Simulate counts using the ZINB-WaVE method.
Usage
zinbSimulate(params = newZINBParams(), sparsify = TRUE, verbose = TRUE, ...)
Arguments
- params
ZINBParams object containing simulation parameters.
- sparsify
logical. Whether to automatically convert assays to sparse matrices if there will be a size reduction.
- verbose
logical.

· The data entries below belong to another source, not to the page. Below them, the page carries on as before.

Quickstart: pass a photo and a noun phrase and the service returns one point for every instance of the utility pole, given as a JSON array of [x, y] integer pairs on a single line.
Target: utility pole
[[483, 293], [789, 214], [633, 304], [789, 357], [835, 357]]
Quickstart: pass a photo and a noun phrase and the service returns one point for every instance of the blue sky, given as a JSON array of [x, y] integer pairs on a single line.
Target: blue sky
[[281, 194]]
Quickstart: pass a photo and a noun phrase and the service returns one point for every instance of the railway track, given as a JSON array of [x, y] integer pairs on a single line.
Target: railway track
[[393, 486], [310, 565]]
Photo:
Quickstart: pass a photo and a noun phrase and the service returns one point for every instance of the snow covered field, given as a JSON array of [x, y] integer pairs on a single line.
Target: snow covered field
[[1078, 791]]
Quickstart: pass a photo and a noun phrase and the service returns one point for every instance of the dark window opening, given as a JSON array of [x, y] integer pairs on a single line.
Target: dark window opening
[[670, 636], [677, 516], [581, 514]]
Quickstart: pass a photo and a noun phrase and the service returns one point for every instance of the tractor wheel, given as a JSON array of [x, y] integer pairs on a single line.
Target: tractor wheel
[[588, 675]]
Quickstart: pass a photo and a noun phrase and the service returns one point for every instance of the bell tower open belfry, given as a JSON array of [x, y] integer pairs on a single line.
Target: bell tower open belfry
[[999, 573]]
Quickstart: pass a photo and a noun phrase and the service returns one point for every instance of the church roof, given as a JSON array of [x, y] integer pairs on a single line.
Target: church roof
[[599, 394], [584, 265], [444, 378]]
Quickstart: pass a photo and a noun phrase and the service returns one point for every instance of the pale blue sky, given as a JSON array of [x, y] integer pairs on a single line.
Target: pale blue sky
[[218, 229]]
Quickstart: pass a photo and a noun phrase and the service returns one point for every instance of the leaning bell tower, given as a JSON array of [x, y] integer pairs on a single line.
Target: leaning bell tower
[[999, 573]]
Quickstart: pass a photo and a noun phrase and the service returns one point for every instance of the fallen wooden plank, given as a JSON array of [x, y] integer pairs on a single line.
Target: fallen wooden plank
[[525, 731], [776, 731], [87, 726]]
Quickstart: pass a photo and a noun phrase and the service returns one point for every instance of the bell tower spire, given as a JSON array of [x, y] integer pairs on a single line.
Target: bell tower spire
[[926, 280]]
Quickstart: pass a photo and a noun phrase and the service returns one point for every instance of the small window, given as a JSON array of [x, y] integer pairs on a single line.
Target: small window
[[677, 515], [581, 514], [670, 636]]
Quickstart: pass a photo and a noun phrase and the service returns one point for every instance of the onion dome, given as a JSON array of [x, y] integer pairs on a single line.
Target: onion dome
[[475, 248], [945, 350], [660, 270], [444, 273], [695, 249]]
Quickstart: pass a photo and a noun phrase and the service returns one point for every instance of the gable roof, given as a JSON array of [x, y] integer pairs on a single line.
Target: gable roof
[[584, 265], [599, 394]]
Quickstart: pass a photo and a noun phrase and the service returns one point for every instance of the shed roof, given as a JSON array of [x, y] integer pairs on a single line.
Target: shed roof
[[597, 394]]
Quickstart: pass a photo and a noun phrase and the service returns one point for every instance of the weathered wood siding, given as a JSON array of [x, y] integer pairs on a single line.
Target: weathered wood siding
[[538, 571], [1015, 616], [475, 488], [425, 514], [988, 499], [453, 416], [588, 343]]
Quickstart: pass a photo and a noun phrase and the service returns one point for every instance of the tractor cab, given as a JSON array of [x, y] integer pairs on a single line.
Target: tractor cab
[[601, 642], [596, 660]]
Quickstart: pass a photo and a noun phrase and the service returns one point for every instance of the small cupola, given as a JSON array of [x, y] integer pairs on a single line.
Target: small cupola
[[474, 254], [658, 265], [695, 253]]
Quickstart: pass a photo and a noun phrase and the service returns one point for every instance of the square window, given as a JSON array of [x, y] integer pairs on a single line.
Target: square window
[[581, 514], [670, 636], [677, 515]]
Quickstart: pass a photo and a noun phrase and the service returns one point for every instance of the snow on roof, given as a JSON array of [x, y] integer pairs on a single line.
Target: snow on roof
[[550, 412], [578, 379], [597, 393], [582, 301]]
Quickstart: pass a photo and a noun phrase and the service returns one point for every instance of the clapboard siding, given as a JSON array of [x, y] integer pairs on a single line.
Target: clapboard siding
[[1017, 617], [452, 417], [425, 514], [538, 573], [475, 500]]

Whether to print progress messages
- ...
any additional parameter settings to override what is provided in
params
.
Details
This function is just a wrapper around zinbSim
that
takes a ZINBParams
, runs the simulation then converts the
output to a SingleCellExperiment
object.
See zinbSim
and the ZINB-WaVE paper for
more details about how the simulation works.
References
Campbell K, Yau C. Uncovering genomic trajectories with heterogeneous genetic and environmental backgrounds across single-cells and populations. bioRxiv (2017).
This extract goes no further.